Otherwise, the result of conversion will appear garbled.
Function: Html_entity_decode
Function: To restore HTML entities to characters, is a htmlentities inverse function.
Function: Htmlspecialchars_decode
Function: To restore a pre-defined HTML entity to a character, is a htmlspecialchars inverse function.
Function: addslashes
Function: Adds a backslash before a predefined character
Note: Predefined characters include single quotation marks ('), double quotation marks ('), backslashes (\), and NULL.
This function is used to prepare the appropriate string for strings stored in the database and for database query statements.

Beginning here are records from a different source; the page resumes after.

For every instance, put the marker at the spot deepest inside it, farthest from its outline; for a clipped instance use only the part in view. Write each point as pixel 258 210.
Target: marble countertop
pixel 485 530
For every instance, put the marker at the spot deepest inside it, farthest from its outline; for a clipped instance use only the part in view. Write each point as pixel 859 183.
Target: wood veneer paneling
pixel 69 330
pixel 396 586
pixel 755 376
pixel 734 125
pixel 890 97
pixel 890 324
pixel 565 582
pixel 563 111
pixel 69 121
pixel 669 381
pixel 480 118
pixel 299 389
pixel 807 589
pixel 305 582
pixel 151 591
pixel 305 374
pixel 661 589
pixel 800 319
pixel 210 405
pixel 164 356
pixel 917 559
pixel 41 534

If PHP parameter MAGIC_QUOTES_GPC is on, all Get/post/cookie data automatically run addslashes, then do not use addslashes, avoid double escape;
In this case, the function GET_MAGIC_QUOTES_GPC () is used to detect the problem.
Function: stripslashes
Action: Removes the backslash added by the addslashes () function.
Note: This function cleans up data retrieved from a database or HTML form.
Function: mysql_real_escape_string
Function: Escapes special characters in the string used in the SQL statement.
The affected characters are:
\x00 \ r \ ' "\x1a
Returned: The escaped string was successfully returned, and the failure returned false.
Note: The difference between this function and Htmlspecialchars is that mysql_real_escape_string is used to prevent SQL injection,
Htmlspecialchars is to convert HTML to avoid XSS class attacks.